Recession "could linger for years and the unemployment rate reach double digits" if nothing is done, and the nation should brace for trillion-dollar budget deficits "for years to come," he cautions.
Few politicians or economists would dispute that the economy is in the worst shape in at least a generation, perhaps even since the Great Depression.
But Obama also runs the risk of "talking down" the economy so much that it will make consumers and investors even more jittery, perhaps making things worse. As bad as it is, the economy is still a long way from Great Depression levels, when 25 to 30 percent of the nation was unemployed compared with the present 7.2 percent.

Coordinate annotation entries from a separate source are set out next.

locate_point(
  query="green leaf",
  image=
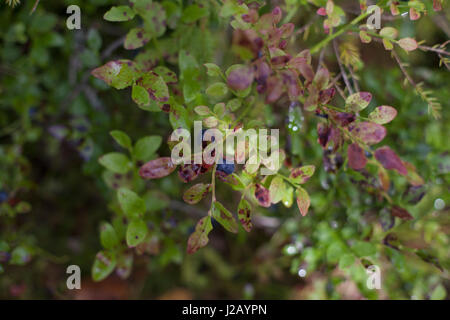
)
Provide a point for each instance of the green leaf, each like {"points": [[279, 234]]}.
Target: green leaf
{"points": [[168, 75], [140, 96], [119, 74], [213, 70], [132, 205], [124, 265], [217, 90], [155, 86], [288, 197], [21, 255], [277, 189], [389, 32], [189, 75], [121, 138], [104, 264], [219, 109], [156, 200], [116, 162], [244, 214], [303, 201], [199, 238], [358, 101], [155, 20], [224, 217], [407, 44], [346, 261], [196, 193], [146, 147], [108, 236], [301, 175], [363, 248], [120, 13], [388, 44], [202, 110], [193, 13], [335, 252], [136, 38], [383, 114], [136, 232], [94, 40], [439, 293], [234, 104]]}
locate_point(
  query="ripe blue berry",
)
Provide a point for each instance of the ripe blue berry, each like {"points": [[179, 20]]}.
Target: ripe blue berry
{"points": [[225, 168], [3, 196]]}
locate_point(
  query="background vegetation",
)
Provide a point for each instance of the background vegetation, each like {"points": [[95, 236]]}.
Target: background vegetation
{"points": [[56, 198]]}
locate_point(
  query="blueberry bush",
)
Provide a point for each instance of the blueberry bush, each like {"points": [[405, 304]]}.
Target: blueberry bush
{"points": [[87, 119]]}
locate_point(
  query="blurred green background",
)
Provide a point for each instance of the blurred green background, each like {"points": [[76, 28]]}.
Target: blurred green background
{"points": [[55, 121]]}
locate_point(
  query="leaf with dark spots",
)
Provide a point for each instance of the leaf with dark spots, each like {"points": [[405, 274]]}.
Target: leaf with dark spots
{"points": [[240, 78], [303, 201], [389, 160], [168, 75], [189, 172], [196, 193], [401, 213], [118, 74], [301, 175], [326, 95], [358, 101], [136, 38], [262, 196], [224, 217], [356, 158], [383, 114], [244, 215], [157, 168], [323, 133], [343, 118], [368, 132], [155, 86], [199, 238]]}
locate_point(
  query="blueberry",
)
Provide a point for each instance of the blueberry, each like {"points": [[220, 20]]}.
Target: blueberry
{"points": [[213, 138], [3, 196], [225, 168]]}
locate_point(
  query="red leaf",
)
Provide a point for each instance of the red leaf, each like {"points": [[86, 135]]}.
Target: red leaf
{"points": [[390, 160], [157, 168], [368, 132], [356, 158]]}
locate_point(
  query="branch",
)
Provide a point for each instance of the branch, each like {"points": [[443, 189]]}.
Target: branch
{"points": [[344, 75]]}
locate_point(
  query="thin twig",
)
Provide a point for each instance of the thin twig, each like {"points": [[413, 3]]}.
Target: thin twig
{"points": [[402, 68], [344, 75], [354, 79]]}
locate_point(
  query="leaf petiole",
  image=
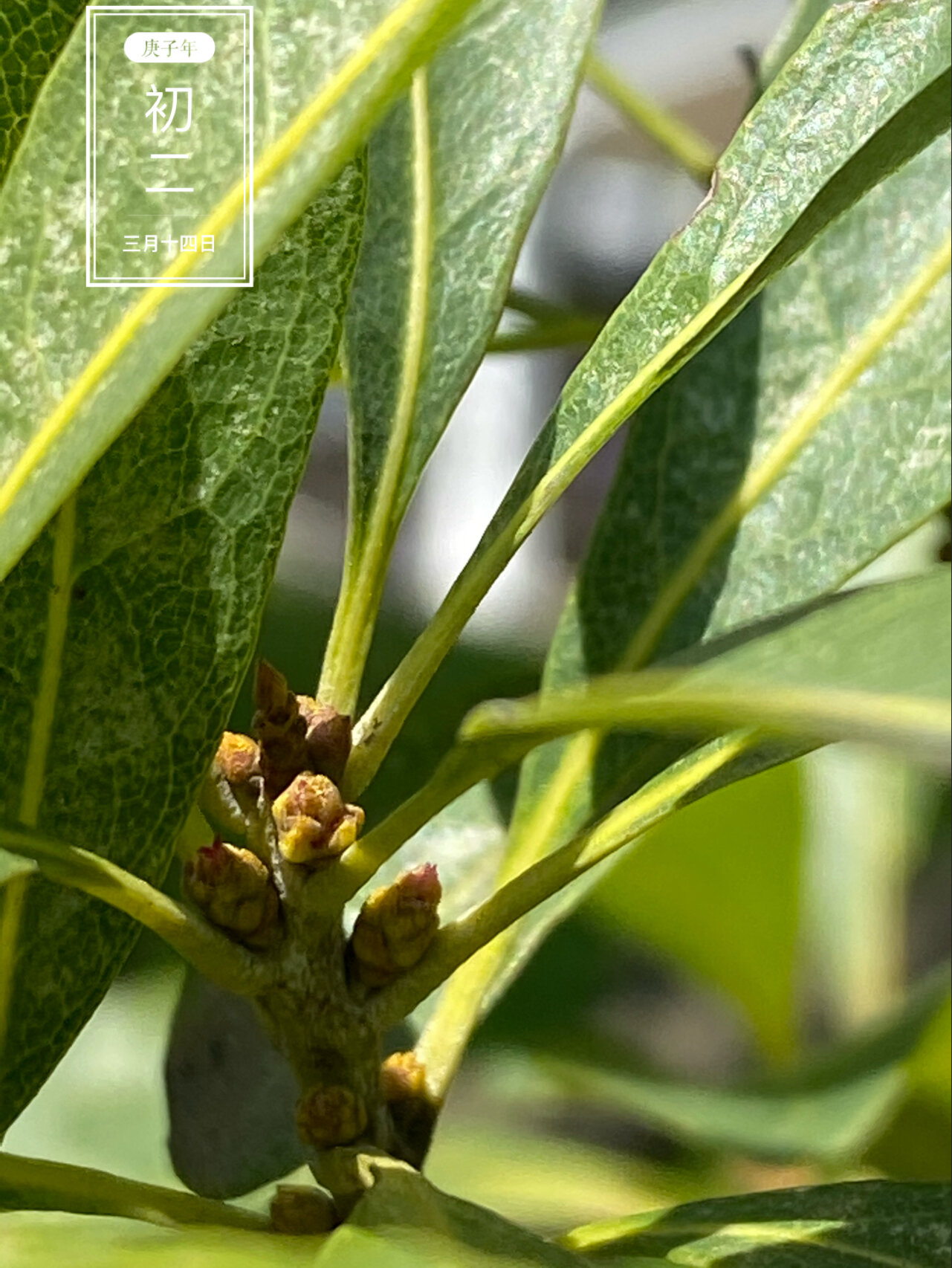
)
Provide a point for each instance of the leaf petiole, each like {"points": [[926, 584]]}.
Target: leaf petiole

Obama's grim warnings are "a way of lowering the bar and preparing for his own economic success," said Wayne Fields, director of American culture studies at Washington University in St. Louis and an expert on presidential rhetoric. "It's a declaration of his own intent to improve things."
Obama advisers say they are mindful of the risks of being too pessimistic. They say the president-elect seeks to strike a balance by also emphasizing the nation's ability to overcome adversity, much as President Franklin D. Roosevelt did in the 1930s.
Roosevelt, whose first 100 days Obama is studying, said in his first inaugural address in March 1933 that "only a foolish optimist can deny the dark realities of the moment."
But FDR also asserted famously that "the only thing we have to fear is fear itself" and told the nation: "Our greatest task is to put people to work. This is no unsolvable problem if we face it wisely and courageously."
Some recent presidents have also sounded downbeat notes upon taking office:
- President George W. Bush vowed at his 2001 inauguration to "recover the momentum of our economy."
- President Bill Clinton said in January 1993 that the economy had been "weakened by business failures, stagnant wages, increasing inequality, and deep divisions among our people."
- President Ronald Reagan declared at his 1981 inaugural that "these United States are confronted with an economic affliction of great proportions."
All three insisted their economic policies could help lift the economy. Later data and analyses revealed that the economy was not technically in recession when Reagan, Clinton or Bush took office.
Obama faces far more series economic challenges, more like those Roosevelt faced.
And, unlike his immediate predecessors, Obama has been warning of the consequences of the downturn almost daily ahead of next Tuesday's swearing-in ceremonies — in speeches, news conferences, interviews, meetings with lawmakers and even on YouTube.
Obama, who pressed his case with Senate Democrats at lunch in the Capitol Tuesday, has been laying the groundwork for a $800 billion stimulus package he says will create or save up to 4 million jobs.
He may also be trying to get some of the underbrush out of the way so he can focus in next Tuesday's inaugural address on broader themes, suggested economist Rob Shapiro, a top Commerce Department official in the Clinton administration who is on Obama's team of transition advisers.
"He's going to ask for very large steps, he's going to take some very large steps," said Shapiro. Obama's grim pronouncements are laying "the predicate for those steps, that conditions really are worse than anyone has experienced probably in their lifetimes."
Shapiro dismisses suggestions that Obama's dire warnings could make matters worse by rattling consumers. "I don't think that anything the president-elect says is going to frighten people more than the reality of this downturn," Shapiro said.
Even so, Obama's downer talk does pose certain risks of worsening a recession now entering its second year, suggested David Wyss, chief economist at Standard and Poor's in New York. "Because confidence is key. If you do enough talking about how bad things are, people believe it and stop spending, they stop putting money into the stock market."
"On the other hand, from a political standpoint, if you're going to have a recession you really want to have it at the beginning of your term. Then you have a shot of getting over it before the next election," said Wyss.